Des besoins très variables

D’une part, les besoins des brebis varient tout au long de l’année, on distingue :

  • Les besoins d’entretien ; pour se déplacer, résister au froid après la tonte, bref, vivre! La brebis se sert de sa ration avant tout pour assurer ses besoins d’entretien!
    Par exemple, sur des parcours venteux, le besoin en UFL peut être augmenté de 10 %. Après la tonte, il peut augmenter de 50 %.

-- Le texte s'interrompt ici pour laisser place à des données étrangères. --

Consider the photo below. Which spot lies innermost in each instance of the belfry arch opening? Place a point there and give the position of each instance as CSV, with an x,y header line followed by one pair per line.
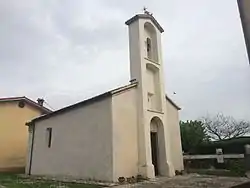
x,y
158,151
151,46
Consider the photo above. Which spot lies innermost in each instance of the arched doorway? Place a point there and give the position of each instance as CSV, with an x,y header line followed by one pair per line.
x,y
157,146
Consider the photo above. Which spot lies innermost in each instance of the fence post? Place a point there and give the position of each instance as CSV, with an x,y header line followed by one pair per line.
x,y
219,153
247,159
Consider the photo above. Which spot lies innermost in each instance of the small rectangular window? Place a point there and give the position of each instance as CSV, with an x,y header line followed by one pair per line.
x,y
49,136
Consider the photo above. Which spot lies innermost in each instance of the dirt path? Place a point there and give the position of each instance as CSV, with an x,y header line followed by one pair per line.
x,y
191,181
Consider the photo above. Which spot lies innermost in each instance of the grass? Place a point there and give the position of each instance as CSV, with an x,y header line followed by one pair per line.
x,y
8,180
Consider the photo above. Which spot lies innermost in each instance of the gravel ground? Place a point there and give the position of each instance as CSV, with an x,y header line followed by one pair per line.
x,y
191,181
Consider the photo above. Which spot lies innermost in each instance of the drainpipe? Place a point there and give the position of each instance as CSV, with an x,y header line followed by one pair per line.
x,y
32,124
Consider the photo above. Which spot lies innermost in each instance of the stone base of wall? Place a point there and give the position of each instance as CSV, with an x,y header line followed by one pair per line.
x,y
13,169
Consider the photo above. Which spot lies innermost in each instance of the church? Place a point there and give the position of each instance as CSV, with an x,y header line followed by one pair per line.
x,y
129,131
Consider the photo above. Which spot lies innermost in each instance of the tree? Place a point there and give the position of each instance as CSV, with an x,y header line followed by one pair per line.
x,y
193,134
221,127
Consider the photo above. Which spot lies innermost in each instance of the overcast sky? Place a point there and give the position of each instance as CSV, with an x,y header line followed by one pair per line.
x,y
67,51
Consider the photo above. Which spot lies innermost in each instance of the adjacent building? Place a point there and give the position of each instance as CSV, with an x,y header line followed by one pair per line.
x,y
132,130
244,8
14,112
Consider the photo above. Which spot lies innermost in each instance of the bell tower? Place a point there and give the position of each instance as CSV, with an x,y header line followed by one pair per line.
x,y
146,67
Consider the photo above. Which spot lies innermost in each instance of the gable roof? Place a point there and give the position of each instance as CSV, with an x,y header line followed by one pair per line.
x,y
90,101
85,102
28,101
145,16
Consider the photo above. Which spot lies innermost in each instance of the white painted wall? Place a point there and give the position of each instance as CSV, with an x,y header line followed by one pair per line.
x,y
81,143
175,137
125,144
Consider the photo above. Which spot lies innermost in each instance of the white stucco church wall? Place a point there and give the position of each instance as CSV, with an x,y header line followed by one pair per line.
x,y
129,131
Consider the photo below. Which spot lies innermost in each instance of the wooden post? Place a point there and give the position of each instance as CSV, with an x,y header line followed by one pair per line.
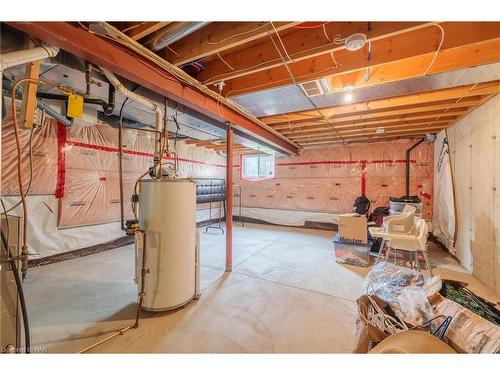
x,y
229,199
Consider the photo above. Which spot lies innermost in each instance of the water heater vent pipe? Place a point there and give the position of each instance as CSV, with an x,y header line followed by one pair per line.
x,y
156,107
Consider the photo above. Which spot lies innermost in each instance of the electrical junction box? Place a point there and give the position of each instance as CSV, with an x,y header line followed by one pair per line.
x,y
10,323
75,106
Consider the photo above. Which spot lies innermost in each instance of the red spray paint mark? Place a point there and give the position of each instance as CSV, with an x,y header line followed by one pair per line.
x,y
61,161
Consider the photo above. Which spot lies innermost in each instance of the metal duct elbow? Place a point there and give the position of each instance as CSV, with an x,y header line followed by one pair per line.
x,y
172,33
136,97
10,59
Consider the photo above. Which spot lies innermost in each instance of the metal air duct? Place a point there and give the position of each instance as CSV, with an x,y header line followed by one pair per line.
x,y
172,33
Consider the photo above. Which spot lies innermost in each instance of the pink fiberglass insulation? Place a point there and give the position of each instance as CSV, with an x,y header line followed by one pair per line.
x,y
328,179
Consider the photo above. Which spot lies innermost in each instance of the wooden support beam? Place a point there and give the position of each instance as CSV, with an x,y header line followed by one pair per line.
x,y
152,74
371,124
300,45
229,199
374,136
143,29
218,37
455,93
420,44
397,111
29,95
451,59
391,129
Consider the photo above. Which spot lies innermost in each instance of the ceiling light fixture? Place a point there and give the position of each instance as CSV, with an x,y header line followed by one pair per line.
x,y
355,41
348,93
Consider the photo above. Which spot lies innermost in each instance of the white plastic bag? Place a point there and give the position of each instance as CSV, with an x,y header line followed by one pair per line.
x,y
403,288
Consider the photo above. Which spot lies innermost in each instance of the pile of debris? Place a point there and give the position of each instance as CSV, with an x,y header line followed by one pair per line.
x,y
397,300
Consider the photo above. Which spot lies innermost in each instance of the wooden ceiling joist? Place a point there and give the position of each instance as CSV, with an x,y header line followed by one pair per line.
x,y
324,129
374,136
454,93
441,123
418,45
405,111
218,37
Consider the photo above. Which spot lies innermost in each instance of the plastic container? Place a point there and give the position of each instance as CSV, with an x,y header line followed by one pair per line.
x,y
392,213
353,253
398,207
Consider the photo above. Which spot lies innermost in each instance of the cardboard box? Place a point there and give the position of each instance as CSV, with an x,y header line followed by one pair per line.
x,y
353,253
352,228
468,332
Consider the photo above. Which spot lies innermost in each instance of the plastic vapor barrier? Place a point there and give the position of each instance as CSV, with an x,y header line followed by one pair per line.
x,y
79,165
329,179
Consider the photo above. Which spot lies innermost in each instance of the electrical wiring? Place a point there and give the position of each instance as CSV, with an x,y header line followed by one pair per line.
x,y
438,49
281,42
24,249
133,27
19,285
447,109
326,35
307,97
30,153
225,62
311,27
146,57
236,35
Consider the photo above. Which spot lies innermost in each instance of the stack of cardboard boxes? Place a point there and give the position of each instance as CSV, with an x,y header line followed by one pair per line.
x,y
351,242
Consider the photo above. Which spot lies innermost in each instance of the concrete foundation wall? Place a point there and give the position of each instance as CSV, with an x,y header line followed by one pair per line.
x,y
475,157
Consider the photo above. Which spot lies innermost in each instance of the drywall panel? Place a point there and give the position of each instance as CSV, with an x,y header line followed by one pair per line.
x,y
483,195
327,180
497,194
475,166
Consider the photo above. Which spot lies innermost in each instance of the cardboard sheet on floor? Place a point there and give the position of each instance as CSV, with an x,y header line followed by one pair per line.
x,y
91,191
44,151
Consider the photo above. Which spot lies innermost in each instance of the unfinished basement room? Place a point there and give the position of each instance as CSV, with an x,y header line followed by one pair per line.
x,y
228,186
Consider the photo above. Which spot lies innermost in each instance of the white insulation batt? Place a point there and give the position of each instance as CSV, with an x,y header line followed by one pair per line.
x,y
46,239
443,213
475,157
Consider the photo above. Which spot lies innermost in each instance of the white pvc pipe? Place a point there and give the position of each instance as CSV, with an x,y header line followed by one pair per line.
x,y
136,97
25,56
10,59
148,104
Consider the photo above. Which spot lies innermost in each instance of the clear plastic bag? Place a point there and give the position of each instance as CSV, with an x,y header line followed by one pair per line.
x,y
403,288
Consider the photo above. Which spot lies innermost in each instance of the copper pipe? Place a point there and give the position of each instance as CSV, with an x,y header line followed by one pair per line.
x,y
121,331
24,248
229,199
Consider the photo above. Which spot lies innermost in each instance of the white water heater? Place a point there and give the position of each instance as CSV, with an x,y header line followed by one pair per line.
x,y
167,215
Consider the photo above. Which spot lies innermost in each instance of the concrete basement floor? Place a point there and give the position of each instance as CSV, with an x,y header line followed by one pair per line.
x,y
286,294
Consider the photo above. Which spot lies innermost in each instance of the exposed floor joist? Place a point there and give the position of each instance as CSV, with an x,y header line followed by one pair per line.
x,y
301,45
462,47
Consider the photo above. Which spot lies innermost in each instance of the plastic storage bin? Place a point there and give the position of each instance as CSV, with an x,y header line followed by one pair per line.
x,y
398,207
353,253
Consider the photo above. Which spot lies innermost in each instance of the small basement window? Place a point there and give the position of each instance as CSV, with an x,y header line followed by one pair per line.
x,y
257,167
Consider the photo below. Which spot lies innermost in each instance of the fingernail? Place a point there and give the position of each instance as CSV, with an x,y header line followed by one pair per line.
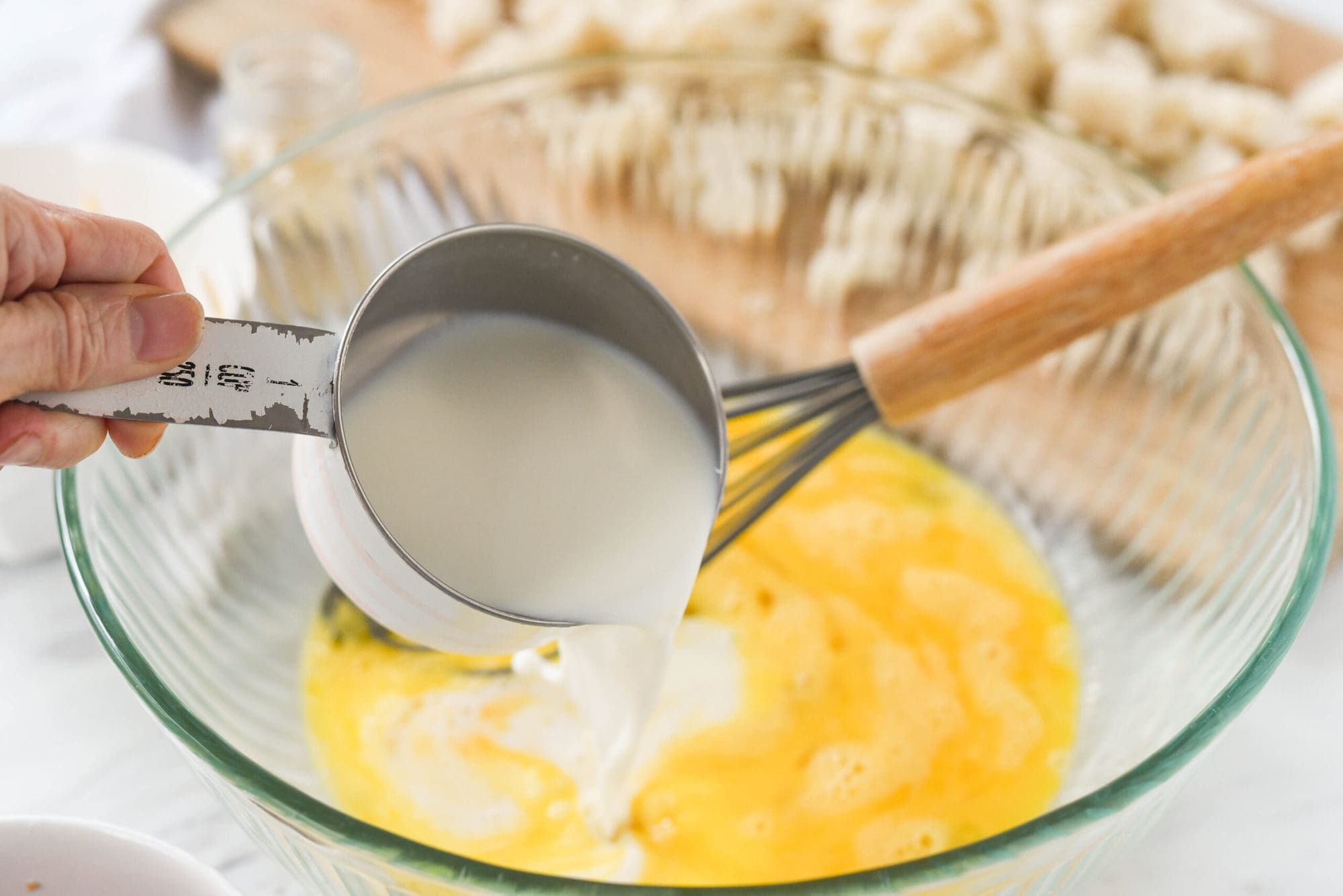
x,y
25,451
165,326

À ces besoins d’entretien se rajoutent dans l’année :

  • Les besoins particuliers liés à la gestation. Besoins très élevés avec une capacité d’ingestion limitée!
  • Les besoins liés à la lactation, importants en début de campagne, ils baissent progressivement.

 

D’autre part, les besoins des brebis sur une journée sont fixes :

  • Le besoin en « volume à ruminer » et en matière sèche. Les ruminants ont besoin de fourrage fibreux pour ruminer.
  • Le besoin en énergie (traduit en UFL) ; Cette énergie est d’abord apportée par la fermentation du fourrage consommé dans la panse puis complémenté si besoin par des céréales.
  • Le besoin en protéines (traduit en PDI) ; elles sont d’abord apportées par la digestion du fourrage consommé et des microorganismes dans l’intestin, puis si besoin par l’ajout de protéagineux dans la ration.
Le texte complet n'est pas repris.